7. Haces mucho ejercicio

Las personas que hacen ejercicio a menudo queman muchas calorías. Esto es especialmente cierto si usted hace regularmente ejercicio de alta intensidad o si está involucrado en una actividad física a largo plazo, como un maratón. Las investigaciones han demostrado que las personas que se ejercitan enérgicamente de manera regular tienden a tener un metabolismo más rápido, lo que significa que queman más calorías en reposo que los que se ejercitan de manera moderada o que tienen un estilo de vida sedentario.

Las personas que se ejercitan enérgicamente y durante largos períodos de tiempo tienden a tener un mayor apetito que las que no se ejercitan. Puedes evitar el hambre excesiva debido al ejercicio simplemente comiendo más para alimentar tus entrenamientos. Es muy útil aumentar la ingesta de alimentos de relleno con alto contenido de fibra, proteínas y grasas saludables.

Otra solución es reducir la cantidad de tiempo que pasa haciendo ejercicio o reducir la intensidad de sus entrenamientos.

Es importante señalar que esto es especialmente cierto para las personas que son atletas apasionados que entrenan frecuentemente a alta intensidad o durante largos períodos de tiempo. Si hace ejercicio moderado, probablemente no necesite aumentar su ingesta calórica.

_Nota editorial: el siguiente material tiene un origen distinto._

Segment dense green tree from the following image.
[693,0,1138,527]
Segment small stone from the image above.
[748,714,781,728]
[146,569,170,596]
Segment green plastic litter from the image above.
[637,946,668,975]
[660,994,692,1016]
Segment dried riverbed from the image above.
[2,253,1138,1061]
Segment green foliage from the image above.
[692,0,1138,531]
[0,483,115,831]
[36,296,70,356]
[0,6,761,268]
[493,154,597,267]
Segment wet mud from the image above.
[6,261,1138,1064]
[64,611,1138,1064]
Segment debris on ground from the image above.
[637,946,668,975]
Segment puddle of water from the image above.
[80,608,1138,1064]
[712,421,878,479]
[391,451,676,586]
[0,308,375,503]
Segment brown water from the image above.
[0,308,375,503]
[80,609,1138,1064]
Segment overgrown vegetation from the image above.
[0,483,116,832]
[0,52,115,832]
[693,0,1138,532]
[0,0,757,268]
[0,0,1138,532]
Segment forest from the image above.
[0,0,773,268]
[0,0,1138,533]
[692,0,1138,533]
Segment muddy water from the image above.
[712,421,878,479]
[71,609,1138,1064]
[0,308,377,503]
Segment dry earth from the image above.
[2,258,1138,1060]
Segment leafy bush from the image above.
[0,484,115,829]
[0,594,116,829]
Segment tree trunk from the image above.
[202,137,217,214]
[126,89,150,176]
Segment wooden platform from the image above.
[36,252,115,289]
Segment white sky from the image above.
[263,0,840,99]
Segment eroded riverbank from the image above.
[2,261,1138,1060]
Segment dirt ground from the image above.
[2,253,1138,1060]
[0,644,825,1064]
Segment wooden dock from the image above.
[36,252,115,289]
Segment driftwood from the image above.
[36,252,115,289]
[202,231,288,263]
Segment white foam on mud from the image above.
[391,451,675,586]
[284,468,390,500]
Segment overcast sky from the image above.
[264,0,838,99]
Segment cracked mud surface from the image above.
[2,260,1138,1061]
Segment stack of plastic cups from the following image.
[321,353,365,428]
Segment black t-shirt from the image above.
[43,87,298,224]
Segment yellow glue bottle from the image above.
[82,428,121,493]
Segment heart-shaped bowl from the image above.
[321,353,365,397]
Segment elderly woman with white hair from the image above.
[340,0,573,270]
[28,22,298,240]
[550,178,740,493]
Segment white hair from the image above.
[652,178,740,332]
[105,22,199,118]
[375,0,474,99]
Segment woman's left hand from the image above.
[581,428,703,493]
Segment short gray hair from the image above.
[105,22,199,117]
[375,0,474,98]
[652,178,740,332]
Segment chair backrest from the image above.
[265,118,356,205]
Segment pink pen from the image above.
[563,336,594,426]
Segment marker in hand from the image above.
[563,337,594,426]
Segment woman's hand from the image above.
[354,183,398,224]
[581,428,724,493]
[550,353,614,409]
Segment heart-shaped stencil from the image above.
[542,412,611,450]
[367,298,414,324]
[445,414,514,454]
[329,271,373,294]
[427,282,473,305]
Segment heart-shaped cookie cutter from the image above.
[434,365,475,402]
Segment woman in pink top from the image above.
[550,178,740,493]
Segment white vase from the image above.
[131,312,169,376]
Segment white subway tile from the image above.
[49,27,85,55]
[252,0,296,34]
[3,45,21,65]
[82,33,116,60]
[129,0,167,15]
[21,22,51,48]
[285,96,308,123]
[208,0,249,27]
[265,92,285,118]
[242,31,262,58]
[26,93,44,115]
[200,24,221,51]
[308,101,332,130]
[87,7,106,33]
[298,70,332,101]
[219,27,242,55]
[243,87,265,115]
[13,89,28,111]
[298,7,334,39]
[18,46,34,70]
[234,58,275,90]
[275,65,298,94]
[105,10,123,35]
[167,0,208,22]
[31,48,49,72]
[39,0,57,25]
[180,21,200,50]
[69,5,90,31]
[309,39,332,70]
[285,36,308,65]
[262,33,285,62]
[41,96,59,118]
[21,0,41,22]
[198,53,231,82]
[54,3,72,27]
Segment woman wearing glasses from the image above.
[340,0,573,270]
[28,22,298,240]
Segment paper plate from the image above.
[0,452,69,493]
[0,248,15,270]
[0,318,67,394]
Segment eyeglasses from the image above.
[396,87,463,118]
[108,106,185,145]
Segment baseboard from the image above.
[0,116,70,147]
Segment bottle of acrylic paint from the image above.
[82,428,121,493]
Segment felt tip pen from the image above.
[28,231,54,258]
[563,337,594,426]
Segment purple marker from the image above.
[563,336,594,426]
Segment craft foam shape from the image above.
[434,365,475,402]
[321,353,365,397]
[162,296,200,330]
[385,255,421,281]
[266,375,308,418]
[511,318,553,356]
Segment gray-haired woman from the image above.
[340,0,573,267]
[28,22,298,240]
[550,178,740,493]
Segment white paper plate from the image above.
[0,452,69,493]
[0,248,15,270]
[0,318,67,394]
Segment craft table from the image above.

8. Bebes demasiado alcohol

El alcohol es bien conocido por sus efectos estimulantes del apetito. Los estudios han demostrado que el alcohol puede inhibir las hormonas que reducen el apetito, como la leptina, especialmente cuando se consume antes o durante las comidas. Por eso a menudo puedes sentir hambre si bebes demasiado alcohol.

Para reducir los efectos del alcohol en el hambre, es mejor beber alcohol con moderación o evitarlo por completo.

9. Consumes más líquidos que sólidos

Los alimentos líquidos y sólidos afectan a su apetito de diferentes maneras. Si come muchos alimentos líquidos, como batidos, sustitutivos de comidas y sopas, puede que sienta hambre más a menudo que si comiera más alimentos sólidos.

Una de las principales razones de esto es que los líquidos pasan a través del estómago más rápidamente que los alimentos sólidos. Además, los alimentos líquidos no tienen tanto impacto en la supresión de las hormonas del hambre como los alimentos sólidos. Comer alimentos líquidos también tiende a tomar menos tiempo que comer alimentos sólidos. Esto puede hacer que quieras comer más, simplemente porque tu cerebro no ha tenido tiempo de procesar las señales de saciedad.

10. Comes demasiado rápido

La velocidad a la que comes puede jugar un papel en lo hambriento que estás. Varios estudios han demostrado que los que comen rápido tienen un mayor apetito y una tendencia a comer en exceso en las comidas en comparación con los que comen despacio.

También es más probable que sean obesos o tengan sobrepeso. Estos efectos se deben en parte a la falta de masticación y a la pérdida de conciencia que se producen cuando se come demasiado rápido, ambas necesarias para reducir la sensación de hambre. Además, comer despacio y masticar bien da al cuerpo y al cerebro más tiempo para liberar las hormonas del hambre y transmitir las señales de saciedad.

Estas técnicas son parte de la alimentación consciente. Si tiene hambre con frecuencia, puede ayudar el comer más lentamente. Puedes hacerlo respirando profundamente antes de las comidas, poniendo el tenedor entre bocados y aumentando la cantidad de comida que masticas.